Last weekend was Bengal Island‘s next to last weekend. Now, I’m really a “regular” of the place, I know pretty much everyone there, if only by sight, and I don’t go there with the purpose of finding new things anymore, but rather to just have a good time in this quite special place (that and see how various projects are evolving). However, if the atmosphere is now very familiar and even friendlier than during the first days, there is something in the air. We can sense that the end is coming. A few booths are already empty, the people who occupied them having left for one reason or the other (some artists and craftspeople could only stay a month and not the 41 days that the summer session of the Setouchi Triennale lasts). The atmosphere is a bit quieter, less effervescent than it was a few weeks ago, even though the fact that it had rained a lot played a part – not too many visitors during those two days, especially compared to some other Sundays). As a consequence, the atmosphere was much more intimate. Yet, one can feel that the end is coming, even if nobody talks about it, even if nobody wants to think about it, it’s in everyone’s mind right now.
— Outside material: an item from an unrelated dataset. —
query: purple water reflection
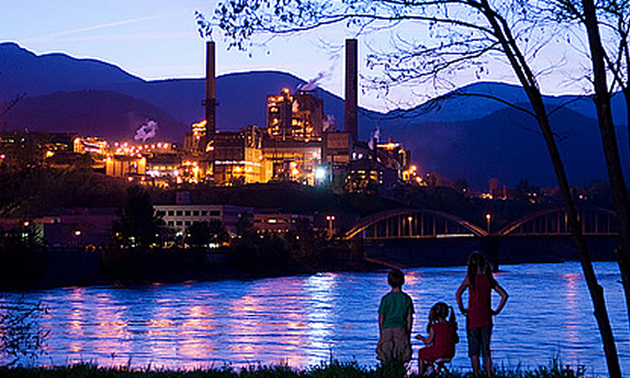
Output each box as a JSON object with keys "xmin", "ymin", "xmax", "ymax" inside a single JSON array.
[{"xmin": 1, "ymin": 263, "xmax": 630, "ymax": 376}]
The booth where the jute work used to be. It is now used to exhibit some of the various Bangladeshi craftsmen and craftswomen :
Atsushi Ozawa, always hard at work in his Oza Metal Studio. Honestly, I don’t know how he survived the month spending it in that heat, in the sun and working in a forge…
The boat built by Douglas Brooks, Koji Matano and Takumi Suzuki will be finished soon!
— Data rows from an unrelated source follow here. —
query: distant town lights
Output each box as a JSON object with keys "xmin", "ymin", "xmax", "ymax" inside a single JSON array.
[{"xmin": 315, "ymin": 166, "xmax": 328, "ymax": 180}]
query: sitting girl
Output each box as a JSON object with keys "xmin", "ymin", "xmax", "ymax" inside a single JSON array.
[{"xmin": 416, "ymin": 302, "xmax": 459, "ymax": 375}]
As I type these lines, the boat was actually launched this morning, I couldn’t attend because of this thing called work, I didn’t get any feedback yet, but I should soon, stayed tuned, especially on my various social media accounts (links to them are in the upper right corner of the sidebar or right at the end of the post, follow me, if you don’t already do so).
Debu Achargg‘s bus at dusk:
I recently realized that I always show you the same side of the bus, so here is the other one:
Bunpei Kado seems to be gone, and his piece, Dreaming Boat, seems to be finished:
A few weeks ago, I was afraid that Four Mirrors would never be finished on time, but as I also suspected reinforcements came in numbers (summer vacation being almost over and all that):
Gopendronath Chokroborti, sponge wood sculptor
Nazir Hossain is probably one of the friendliest persons at Bengal Island. He always smiles, he’s always welcoming and always ready to have fun and make new friends, as much with visitors as with other artists. Strangely, even though we say hi to each other every time we see each other, we never talked. I’ll try to change that tomorrow.
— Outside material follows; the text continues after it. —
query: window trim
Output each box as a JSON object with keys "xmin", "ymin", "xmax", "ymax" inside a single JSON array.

We ran into him later at the Junk Work booth, where he was testing some of their peculiar music instruments.
A few hours after its launch, the Bangladeshi dinghy was back at Bengal Island, where it’ll be exhibited until the end (then it’ll find a more permanent place somewhere else, I’m not sure where yet, I’ll investigate).
If no one was there, it’s because Vojon and Muhammad Abdul were most likely packing, and Wasama was all over Bengal Island saying goodbye to all the friends he made there, as they left Takamatsu that same night, and Japan the following days. (Wasama, if you read this, I hope you all made it back home safe, and don’t hesitate to say hi in the comment section).
Rafik Islam paints the paintings behind him as well as the rickshaws that are all around Bengal Island.
On the 26th, I also attended a concert (there are some everyday, but for some reason this is the only one that I shot) of traditional Bangladeshi music called Baul. I’m not sure if the band has a name, but the singer is Shamir Hossain and if I understood correctly, he’s somewhat famous among traditional music performers. His musicians are Ekram Hossain playing khomok and tabla hand drums), Muhammad Nazrul Islam playing traditional dhol drum), Ratan Kumar Roy playing four-stringed dotara) and Muhammad Hassan Ali playing bamboo flute.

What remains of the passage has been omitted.